Leia o texto, para responder à questão.
Nas últimas semanas, o cenário no TikTok mudou. Entre dancinhas, piadas, dicas de moda e receitas improváveis, estão tiros, tanques e bombas. Com forte apelo visual, aura de consumo instantâneo e algoritmo de recomendações afiado, o app chinês de vídeos curtos virou uma das mais importantes fontes de imagens da guerra na Ucrânia. Em uma batalha travada também no meio digital, a plataforma passou a moldar e a influenciar o conflito de maneira tão veloz quanto zapear pelo aplicativo.
Em 24 de fevereiro, quando o país foi invadido, perfis de cidadãos nativos transmitiram ao vivo o ataque. Fileiras de tanques, colunas de fumaça e explosões se infiltraram na plataforma – e as visualizações pularam para os milhões com o crescimento da apreensão global. Inevitavelmente, as imagens se espalharam por outras redes sociais, com ângulos exclusivos que nenhum veículo de mídia do mundo pode oferecer.

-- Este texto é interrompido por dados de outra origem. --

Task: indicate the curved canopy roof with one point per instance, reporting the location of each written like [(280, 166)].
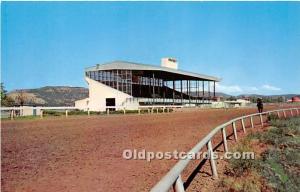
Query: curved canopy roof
[(165, 72)]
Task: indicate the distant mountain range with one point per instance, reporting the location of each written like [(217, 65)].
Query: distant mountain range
[(51, 95), (66, 96)]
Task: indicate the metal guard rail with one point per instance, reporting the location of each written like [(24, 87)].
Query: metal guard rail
[(173, 177)]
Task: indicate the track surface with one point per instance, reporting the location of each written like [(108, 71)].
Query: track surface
[(85, 154)]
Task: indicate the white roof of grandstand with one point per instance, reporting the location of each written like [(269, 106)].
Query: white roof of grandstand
[(145, 67)]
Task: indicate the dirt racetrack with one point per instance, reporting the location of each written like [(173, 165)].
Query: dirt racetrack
[(85, 154)]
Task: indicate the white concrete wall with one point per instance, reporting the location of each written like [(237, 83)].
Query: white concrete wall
[(82, 104), (98, 93)]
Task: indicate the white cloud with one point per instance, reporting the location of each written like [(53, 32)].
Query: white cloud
[(252, 89), (229, 89), (270, 88)]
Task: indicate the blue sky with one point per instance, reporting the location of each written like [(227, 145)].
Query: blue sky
[(253, 46)]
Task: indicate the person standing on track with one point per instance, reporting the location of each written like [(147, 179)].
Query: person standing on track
[(260, 105)]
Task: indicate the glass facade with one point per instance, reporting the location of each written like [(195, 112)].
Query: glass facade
[(117, 79)]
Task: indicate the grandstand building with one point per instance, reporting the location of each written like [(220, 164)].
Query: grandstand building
[(118, 85)]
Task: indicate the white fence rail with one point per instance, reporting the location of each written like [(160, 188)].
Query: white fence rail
[(150, 109), (173, 177)]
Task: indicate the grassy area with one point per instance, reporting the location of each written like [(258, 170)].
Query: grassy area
[(277, 165), (53, 113)]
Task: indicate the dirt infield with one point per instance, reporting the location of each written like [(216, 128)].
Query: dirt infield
[(85, 154)]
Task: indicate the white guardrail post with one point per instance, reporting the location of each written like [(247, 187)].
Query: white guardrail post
[(212, 161), (178, 185), (234, 130), (12, 115), (224, 139), (243, 125), (261, 120), (251, 121)]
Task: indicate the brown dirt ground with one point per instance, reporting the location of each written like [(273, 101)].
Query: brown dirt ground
[(82, 153)]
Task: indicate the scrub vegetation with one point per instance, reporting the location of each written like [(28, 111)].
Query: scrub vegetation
[(277, 162)]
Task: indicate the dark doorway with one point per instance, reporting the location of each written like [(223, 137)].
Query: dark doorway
[(110, 102)]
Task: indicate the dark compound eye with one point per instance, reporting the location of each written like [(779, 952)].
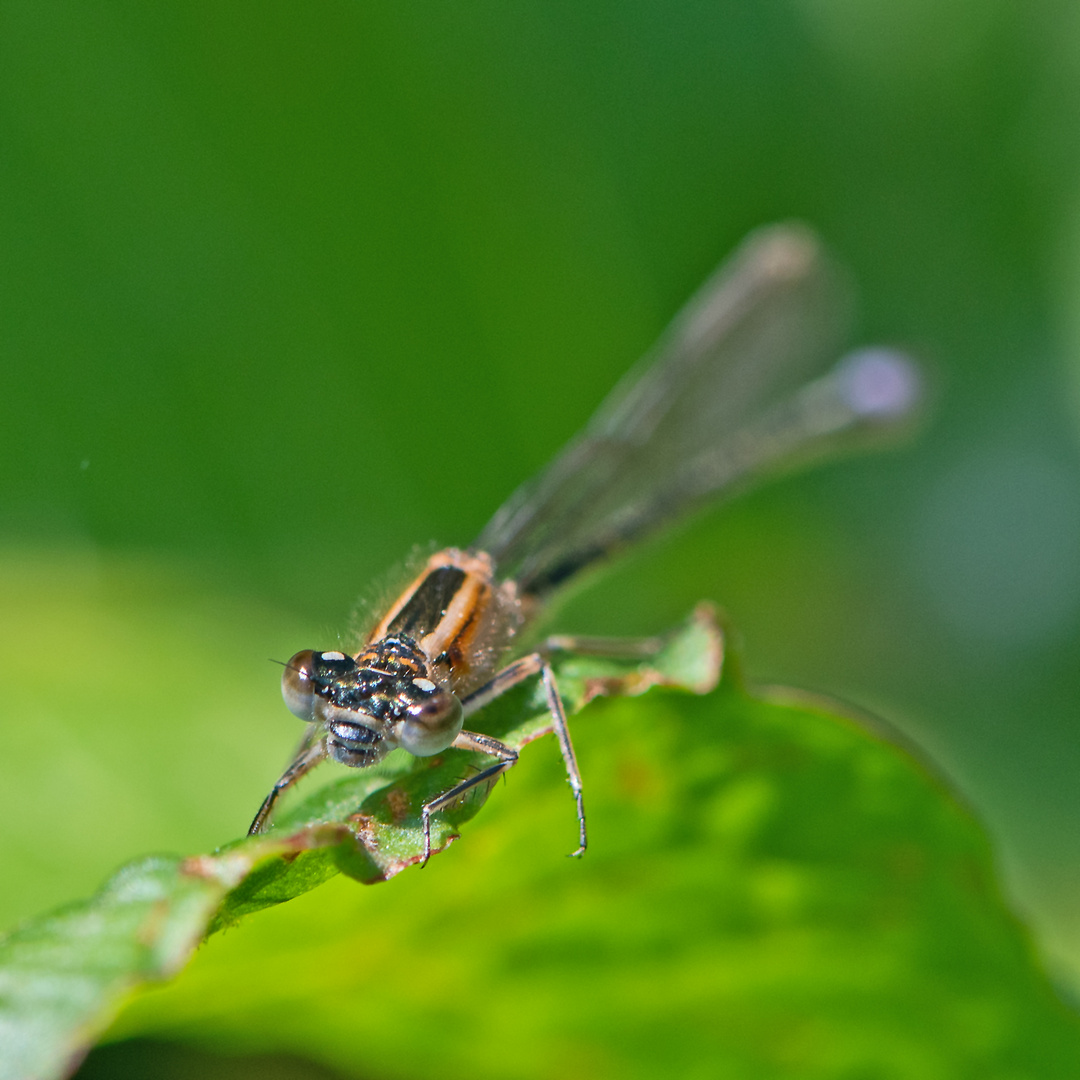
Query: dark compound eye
[(296, 685), (433, 723)]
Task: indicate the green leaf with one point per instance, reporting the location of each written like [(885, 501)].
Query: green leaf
[(63, 976)]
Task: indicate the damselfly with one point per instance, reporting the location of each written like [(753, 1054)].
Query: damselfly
[(726, 394)]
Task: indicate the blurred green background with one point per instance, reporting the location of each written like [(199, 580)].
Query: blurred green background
[(285, 289)]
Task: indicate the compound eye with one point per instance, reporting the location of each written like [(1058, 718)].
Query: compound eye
[(296, 685), (432, 724)]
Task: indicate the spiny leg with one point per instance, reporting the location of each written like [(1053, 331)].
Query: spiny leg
[(536, 663), (309, 756), (474, 741)]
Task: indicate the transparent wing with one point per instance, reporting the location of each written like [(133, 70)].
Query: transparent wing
[(726, 392)]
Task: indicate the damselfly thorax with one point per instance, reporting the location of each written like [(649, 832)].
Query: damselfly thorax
[(727, 394)]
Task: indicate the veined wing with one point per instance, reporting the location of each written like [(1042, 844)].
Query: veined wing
[(727, 391)]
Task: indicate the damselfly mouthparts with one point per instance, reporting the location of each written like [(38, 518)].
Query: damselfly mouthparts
[(727, 393)]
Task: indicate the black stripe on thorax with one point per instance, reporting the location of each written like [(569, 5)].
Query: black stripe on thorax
[(428, 604)]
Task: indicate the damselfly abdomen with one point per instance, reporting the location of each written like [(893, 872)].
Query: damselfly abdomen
[(728, 392)]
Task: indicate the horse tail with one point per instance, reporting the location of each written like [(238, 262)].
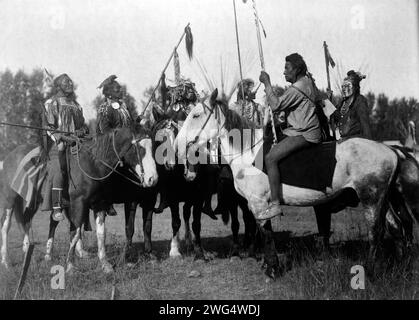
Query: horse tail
[(18, 211), (225, 216), (406, 180)]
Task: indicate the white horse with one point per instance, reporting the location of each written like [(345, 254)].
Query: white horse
[(365, 166)]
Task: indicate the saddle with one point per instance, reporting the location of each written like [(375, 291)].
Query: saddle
[(311, 168)]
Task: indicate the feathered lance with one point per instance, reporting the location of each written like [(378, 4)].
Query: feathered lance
[(262, 60), (329, 61), (189, 48), (238, 52)]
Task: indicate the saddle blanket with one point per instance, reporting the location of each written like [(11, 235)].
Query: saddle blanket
[(310, 168), (29, 176)]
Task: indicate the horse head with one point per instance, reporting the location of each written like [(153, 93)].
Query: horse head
[(411, 136), (134, 146), (205, 122), (47, 83)]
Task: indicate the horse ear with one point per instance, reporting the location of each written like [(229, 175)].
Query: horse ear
[(156, 114), (214, 96)]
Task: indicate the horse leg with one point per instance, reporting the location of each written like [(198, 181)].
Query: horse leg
[(375, 232), (74, 236), (147, 227), (6, 222), (83, 254), (101, 237), (235, 226), (249, 228), (26, 241), (176, 222), (270, 255), (186, 217), (50, 242), (323, 217), (196, 228), (130, 210)]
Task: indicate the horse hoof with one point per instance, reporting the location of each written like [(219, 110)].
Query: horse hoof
[(270, 273), (107, 267), (175, 254), (150, 257), (83, 254), (235, 259), (5, 265), (70, 269)]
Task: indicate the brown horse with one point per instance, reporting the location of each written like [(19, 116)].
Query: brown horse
[(363, 166), (91, 164)]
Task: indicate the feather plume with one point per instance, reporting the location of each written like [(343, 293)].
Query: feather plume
[(107, 81), (189, 42)]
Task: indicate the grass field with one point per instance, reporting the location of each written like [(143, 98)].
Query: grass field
[(313, 274)]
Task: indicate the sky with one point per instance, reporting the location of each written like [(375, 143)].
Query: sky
[(133, 39)]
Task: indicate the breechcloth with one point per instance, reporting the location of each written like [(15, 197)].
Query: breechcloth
[(278, 152), (57, 168)]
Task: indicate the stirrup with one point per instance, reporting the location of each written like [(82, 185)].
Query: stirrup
[(209, 213), (273, 210), (57, 215), (111, 212)]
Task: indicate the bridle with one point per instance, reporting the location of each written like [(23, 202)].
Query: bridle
[(212, 110), (216, 109), (119, 163)]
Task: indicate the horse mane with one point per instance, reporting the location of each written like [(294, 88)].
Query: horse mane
[(233, 120), (100, 144)]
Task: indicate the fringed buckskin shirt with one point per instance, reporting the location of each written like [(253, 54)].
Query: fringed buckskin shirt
[(112, 115), (64, 114), (251, 110), (353, 121), (300, 111)]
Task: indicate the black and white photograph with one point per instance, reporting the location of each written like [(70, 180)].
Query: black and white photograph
[(209, 156)]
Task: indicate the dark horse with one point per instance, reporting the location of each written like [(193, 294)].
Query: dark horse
[(367, 168), (90, 165), (194, 185)]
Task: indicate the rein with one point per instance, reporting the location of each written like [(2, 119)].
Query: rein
[(119, 162), (216, 109)]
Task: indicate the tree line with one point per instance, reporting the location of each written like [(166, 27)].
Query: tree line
[(22, 102)]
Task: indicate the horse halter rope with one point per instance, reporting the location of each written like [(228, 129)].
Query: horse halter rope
[(119, 162), (216, 109)]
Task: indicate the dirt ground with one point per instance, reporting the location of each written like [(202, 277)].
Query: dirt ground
[(311, 275)]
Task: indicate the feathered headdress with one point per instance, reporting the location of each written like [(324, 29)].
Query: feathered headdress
[(107, 81), (189, 41)]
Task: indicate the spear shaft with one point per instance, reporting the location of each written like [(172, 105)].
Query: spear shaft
[(164, 70), (34, 128), (238, 51)]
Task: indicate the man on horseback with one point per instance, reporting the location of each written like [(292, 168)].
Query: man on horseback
[(299, 122), (245, 104), (112, 113), (63, 113), (351, 117)]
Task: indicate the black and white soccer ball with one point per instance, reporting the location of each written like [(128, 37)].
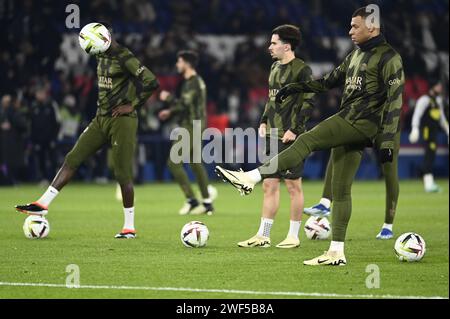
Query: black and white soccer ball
[(36, 227), (194, 234), (317, 228)]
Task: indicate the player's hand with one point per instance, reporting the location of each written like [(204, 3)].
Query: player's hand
[(164, 114), (163, 95), (122, 109), (285, 91), (386, 155), (414, 136), (288, 137), (262, 129)]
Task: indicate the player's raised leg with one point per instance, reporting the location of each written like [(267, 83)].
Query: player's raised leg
[(332, 132), (323, 208), (294, 187), (123, 142), (390, 172), (206, 207)]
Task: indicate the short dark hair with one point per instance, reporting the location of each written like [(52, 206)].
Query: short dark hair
[(364, 13), (189, 56), (288, 33), (361, 12), (107, 25)]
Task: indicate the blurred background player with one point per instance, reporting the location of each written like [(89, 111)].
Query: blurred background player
[(429, 113), (288, 119), (373, 80), (189, 107), (124, 85)]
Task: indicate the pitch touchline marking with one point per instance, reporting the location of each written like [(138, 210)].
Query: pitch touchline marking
[(226, 291)]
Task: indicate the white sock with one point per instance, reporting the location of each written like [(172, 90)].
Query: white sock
[(129, 218), (265, 226), (294, 228), (325, 202), (428, 180), (337, 246), (49, 195), (254, 175)]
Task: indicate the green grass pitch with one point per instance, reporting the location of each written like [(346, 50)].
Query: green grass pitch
[(85, 217)]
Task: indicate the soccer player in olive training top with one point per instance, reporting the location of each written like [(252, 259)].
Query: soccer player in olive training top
[(191, 106), (373, 80), (390, 172), (288, 119), (124, 84), (429, 113)]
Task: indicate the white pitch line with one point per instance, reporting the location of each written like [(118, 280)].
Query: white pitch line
[(224, 291)]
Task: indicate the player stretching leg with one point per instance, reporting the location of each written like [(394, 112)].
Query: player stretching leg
[(289, 119), (124, 85), (373, 80), (390, 172), (191, 106)]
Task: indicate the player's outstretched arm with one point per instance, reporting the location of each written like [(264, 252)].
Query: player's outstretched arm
[(331, 80), (394, 80), (148, 80)]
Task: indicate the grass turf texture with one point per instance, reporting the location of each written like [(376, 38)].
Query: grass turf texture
[(85, 217)]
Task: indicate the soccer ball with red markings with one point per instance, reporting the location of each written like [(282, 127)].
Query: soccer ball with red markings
[(36, 227), (94, 38), (194, 234), (410, 247), (317, 228)]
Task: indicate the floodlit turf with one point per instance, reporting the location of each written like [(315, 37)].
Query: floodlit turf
[(85, 217)]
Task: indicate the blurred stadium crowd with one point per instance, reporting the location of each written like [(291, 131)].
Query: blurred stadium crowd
[(48, 85)]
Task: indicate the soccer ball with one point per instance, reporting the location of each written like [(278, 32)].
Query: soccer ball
[(317, 228), (194, 234), (36, 227), (410, 247), (94, 38)]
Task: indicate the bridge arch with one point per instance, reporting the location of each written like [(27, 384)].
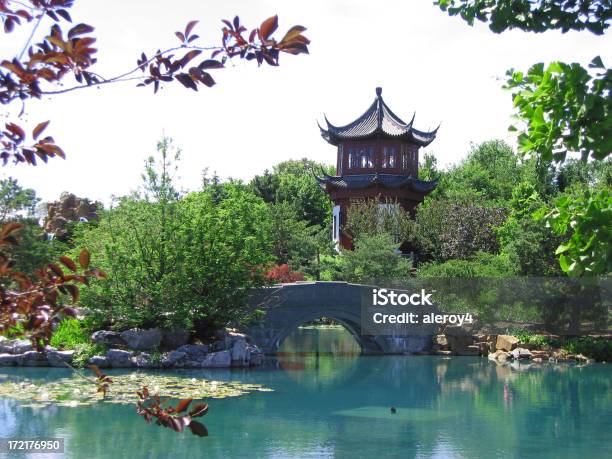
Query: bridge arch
[(337, 315), (288, 306)]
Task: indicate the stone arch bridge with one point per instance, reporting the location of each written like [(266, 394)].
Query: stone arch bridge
[(288, 306)]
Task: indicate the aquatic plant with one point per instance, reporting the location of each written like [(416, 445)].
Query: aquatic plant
[(77, 390), (151, 406)]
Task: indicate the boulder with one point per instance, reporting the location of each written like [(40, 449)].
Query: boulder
[(499, 356), (100, 361), (142, 340), (34, 359), (506, 342), (119, 359), (520, 353), (544, 355), (584, 359), (240, 356), (195, 352), (444, 353), (459, 344), (483, 347), (59, 358), (15, 346), (10, 360), (172, 339), (107, 337), (172, 358), (472, 350), (219, 359), (143, 360), (256, 356)]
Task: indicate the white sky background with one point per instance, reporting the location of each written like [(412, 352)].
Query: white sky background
[(425, 61)]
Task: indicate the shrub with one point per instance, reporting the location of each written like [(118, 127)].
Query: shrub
[(179, 263), (597, 348), (284, 274), (375, 260), (68, 335), (480, 265), (85, 351), (528, 337)]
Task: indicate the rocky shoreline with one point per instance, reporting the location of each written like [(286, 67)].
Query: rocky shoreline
[(137, 348), (500, 348)]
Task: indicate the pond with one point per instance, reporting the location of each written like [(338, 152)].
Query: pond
[(334, 403)]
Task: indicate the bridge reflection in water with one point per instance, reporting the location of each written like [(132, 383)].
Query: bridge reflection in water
[(328, 352)]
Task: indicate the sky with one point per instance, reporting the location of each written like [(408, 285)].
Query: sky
[(426, 62)]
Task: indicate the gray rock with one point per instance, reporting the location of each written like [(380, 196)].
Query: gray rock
[(119, 359), (142, 340), (10, 360), (195, 352), (256, 356), (240, 356), (143, 360), (100, 361), (59, 358), (15, 346), (34, 359), (217, 360), (107, 337), (171, 339), (521, 353), (506, 342), (172, 358)]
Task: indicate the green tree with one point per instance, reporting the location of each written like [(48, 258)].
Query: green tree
[(527, 243), (563, 108), (368, 217), (16, 201), (480, 265), (175, 261), (488, 173), (293, 182), (448, 229), (375, 260)]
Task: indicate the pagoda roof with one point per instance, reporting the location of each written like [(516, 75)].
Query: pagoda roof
[(360, 181), (377, 121)]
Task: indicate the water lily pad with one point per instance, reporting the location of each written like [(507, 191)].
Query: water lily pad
[(76, 391), (401, 414)]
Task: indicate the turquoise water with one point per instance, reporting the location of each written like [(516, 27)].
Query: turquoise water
[(337, 404)]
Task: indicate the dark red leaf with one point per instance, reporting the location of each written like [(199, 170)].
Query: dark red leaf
[(199, 410), (68, 263), (183, 405), (268, 27), (189, 28), (210, 64), (39, 129), (80, 29), (198, 429)]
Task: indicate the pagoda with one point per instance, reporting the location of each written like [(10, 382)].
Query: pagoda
[(378, 158)]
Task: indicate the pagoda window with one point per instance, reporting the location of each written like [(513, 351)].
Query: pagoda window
[(389, 157), (405, 161), (361, 158)]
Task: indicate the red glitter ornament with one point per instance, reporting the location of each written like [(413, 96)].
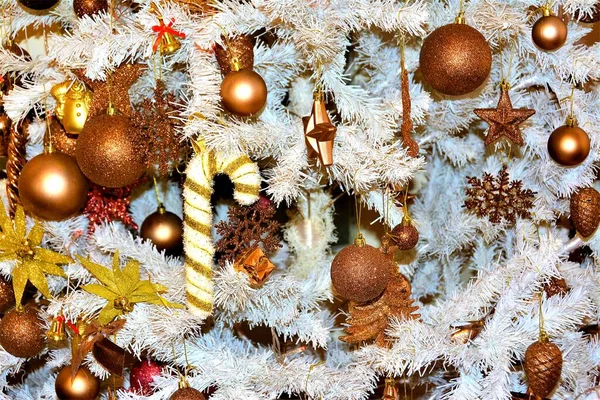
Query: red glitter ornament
[(142, 376), (107, 205)]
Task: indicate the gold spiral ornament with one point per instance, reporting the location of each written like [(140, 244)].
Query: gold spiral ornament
[(198, 219)]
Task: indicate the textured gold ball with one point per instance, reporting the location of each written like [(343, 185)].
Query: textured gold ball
[(243, 92), (360, 273), (89, 7), (85, 386), (21, 333), (187, 394), (165, 230), (569, 145), (455, 59), (109, 151), (52, 187), (549, 33)]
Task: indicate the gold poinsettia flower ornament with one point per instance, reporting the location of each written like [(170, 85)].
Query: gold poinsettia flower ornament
[(122, 288), (32, 260)]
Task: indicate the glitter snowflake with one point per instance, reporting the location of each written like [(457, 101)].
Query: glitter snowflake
[(498, 198)]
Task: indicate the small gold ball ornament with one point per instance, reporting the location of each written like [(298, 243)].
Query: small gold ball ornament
[(243, 92), (549, 33), (52, 187), (455, 59), (569, 145), (85, 385), (109, 151), (21, 333)]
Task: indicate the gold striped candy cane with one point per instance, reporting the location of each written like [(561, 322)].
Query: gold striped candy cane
[(198, 220)]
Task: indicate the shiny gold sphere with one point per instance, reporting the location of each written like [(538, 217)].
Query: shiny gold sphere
[(455, 59), (85, 386), (52, 187), (165, 230), (549, 33), (21, 333), (109, 151), (243, 92), (569, 145)]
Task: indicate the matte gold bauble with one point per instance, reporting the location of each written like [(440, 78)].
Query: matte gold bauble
[(549, 33), (243, 92), (85, 385), (89, 7), (360, 272), (21, 333), (52, 187), (109, 151), (569, 145), (455, 59), (165, 230)]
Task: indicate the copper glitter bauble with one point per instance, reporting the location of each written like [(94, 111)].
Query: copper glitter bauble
[(569, 145), (52, 187), (243, 92), (7, 295), (109, 151), (240, 48), (360, 273), (455, 59), (549, 33), (165, 230), (21, 333), (89, 7), (585, 211), (85, 385), (187, 393), (543, 366), (38, 5)]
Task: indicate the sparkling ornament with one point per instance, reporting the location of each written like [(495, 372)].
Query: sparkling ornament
[(455, 59), (21, 333), (585, 211), (360, 272), (569, 145), (85, 385), (52, 187), (543, 367), (38, 5), (504, 120), (73, 102), (89, 7), (7, 295), (109, 151), (165, 230), (142, 376), (549, 33)]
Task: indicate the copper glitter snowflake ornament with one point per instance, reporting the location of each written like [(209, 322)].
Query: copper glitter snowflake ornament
[(498, 198)]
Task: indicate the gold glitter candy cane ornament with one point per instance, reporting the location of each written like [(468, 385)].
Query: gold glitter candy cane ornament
[(198, 219)]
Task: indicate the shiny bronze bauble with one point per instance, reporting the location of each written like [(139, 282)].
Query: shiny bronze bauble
[(360, 272), (569, 145), (243, 92), (38, 5), (52, 187), (165, 230), (549, 33), (455, 59), (85, 385), (109, 151), (21, 333), (89, 7)]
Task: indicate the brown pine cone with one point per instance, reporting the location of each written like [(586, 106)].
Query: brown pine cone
[(543, 366), (585, 211)]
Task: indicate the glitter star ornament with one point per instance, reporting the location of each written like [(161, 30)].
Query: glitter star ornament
[(504, 120)]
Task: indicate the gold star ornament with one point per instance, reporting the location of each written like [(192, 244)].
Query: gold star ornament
[(504, 120), (32, 261)]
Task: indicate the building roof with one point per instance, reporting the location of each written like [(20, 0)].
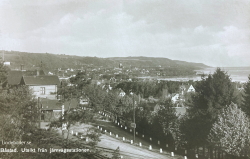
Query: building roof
[(48, 104), (40, 80), (181, 110), (14, 77)]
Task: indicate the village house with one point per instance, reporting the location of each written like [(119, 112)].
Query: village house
[(122, 93), (14, 77), (51, 110), (42, 86), (186, 89)]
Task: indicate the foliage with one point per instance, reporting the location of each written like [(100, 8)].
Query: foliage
[(166, 115), (246, 97), (18, 117), (96, 96), (231, 131), (3, 73), (116, 154), (212, 95)]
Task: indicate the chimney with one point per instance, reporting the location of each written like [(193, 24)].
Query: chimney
[(21, 67)]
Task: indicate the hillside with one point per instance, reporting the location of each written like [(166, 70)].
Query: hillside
[(53, 61)]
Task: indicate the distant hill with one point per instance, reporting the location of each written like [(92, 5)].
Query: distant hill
[(54, 61), (142, 61)]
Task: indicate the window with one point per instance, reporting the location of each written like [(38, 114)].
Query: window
[(42, 90)]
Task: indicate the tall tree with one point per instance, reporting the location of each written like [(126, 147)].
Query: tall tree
[(3, 73), (212, 95), (246, 98), (231, 131)]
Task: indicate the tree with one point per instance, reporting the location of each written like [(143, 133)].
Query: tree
[(246, 98), (116, 154), (166, 115), (231, 131), (3, 73), (18, 117), (212, 95)]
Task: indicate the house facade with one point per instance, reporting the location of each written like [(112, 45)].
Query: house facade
[(42, 86)]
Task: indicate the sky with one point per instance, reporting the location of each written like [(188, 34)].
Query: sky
[(213, 32)]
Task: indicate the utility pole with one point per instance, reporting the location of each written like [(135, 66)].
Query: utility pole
[(39, 109), (134, 125)]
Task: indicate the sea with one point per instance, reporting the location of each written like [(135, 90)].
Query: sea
[(237, 74)]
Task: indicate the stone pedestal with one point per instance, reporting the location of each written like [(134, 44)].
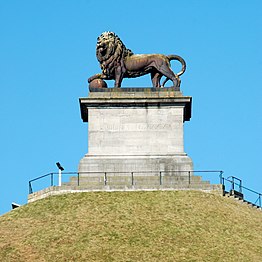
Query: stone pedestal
[(135, 129)]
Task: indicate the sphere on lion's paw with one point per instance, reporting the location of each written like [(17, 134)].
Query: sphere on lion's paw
[(98, 83)]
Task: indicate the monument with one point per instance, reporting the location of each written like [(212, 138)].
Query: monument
[(134, 129)]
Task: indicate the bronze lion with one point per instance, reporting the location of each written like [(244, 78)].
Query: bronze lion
[(118, 62)]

Com a ascensão do TikTok, os recursos como texto e fotos perdem o protagonismo para os vídeos curtos feitos rapidamente com o celular. O poder da imagem durante uma guerra sempre foi decisivo para a mobilização popular: de corpos de soldados americanos no Vietnã a até as explosões captadas pela CNN na Guerra do Golfo.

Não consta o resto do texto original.